A solution for this type of activity was alluded in Section 4.10. Sodani and Sohi observed
that a good deal of instruction reuse is due to speculative execution down the wrong path.
This is because many times the wrong path and the correct path of execution converge,
sometimes quickly, resulting in the same instructions being executed twice: at first following
the misspeculation and then again after the branch is resolved. An instruction reuse buffer can
capture some of this repetition and reduce the negative impact of incorrect execution, but such
a technique has not been researched from a power consumption perspective. Failing to salvage
some of the incorrect execution, another high-level approach is needed to curb the power impact
of incorrect execution.
Pipeline gating : This approach, proposed by Manne, Klauser, and Grunwald, is called
pipeline gating [ 161 ]. The idea is to gate and stall the whole pipeline when the processor
treads down very uncertain (execution) paths.
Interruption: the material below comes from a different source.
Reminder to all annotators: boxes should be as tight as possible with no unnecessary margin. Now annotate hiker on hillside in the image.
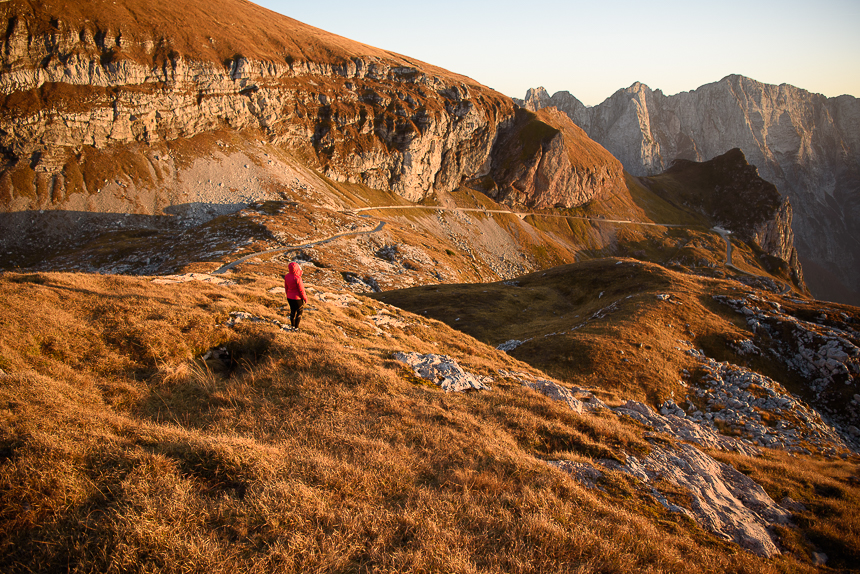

Since pipeline gating refrains from executing
when confidence in branch prediction is low, it can hardly hurt performance. There are two
cases when it does: when execution would eventually turn out to be correct and was stalled,
or when incorrect execution had a positive effect on the overall performance (e.g., because of
prefetching). On the other hand, it can effectively avoid a considerable amount of incorrect
execution and save the corresponding power. Saving power without affecting performance is
the ideal goal for an effective architectural technique.
The success of pipeline gating depends on how confidence in branch prediction is assessed.
Two metrics matter for a confidence estimator. First, how many of the mispredicted branches
can be detected as low-confidence—this is the coverage of the estimator. Second, out of those
detected low-confidence branch-predictions how many turn out to be wrong. Since what is of
interest here is to detect wrong predictions, this is the “accuracy” of the estimator. 13 Coverage
and accuracy are usually antagonistic in a design. Increasing one diminishes the other. It turns
out that it is easier to increase the coverage than the accuracy of an estimator. The estimators
proposed by Manne et al. range in coverage from 72% to 88% (for gshare and McFarling
combined gshare+bimodal branch predictors) but can hardly reach 37% accuracy in the best case.
This shows that even low-confidence predictions are usually—two out of three times—correct.
12 This includes the fetching, decoding, renaming, issuing, and executing of instructions, but of course not the final
committing.
13 For convenience, the terms “coverage” and “accuracy” are used here in the place of the more rigorous terms
Specificity and Predictive Value of a Negative Test [ 161 ].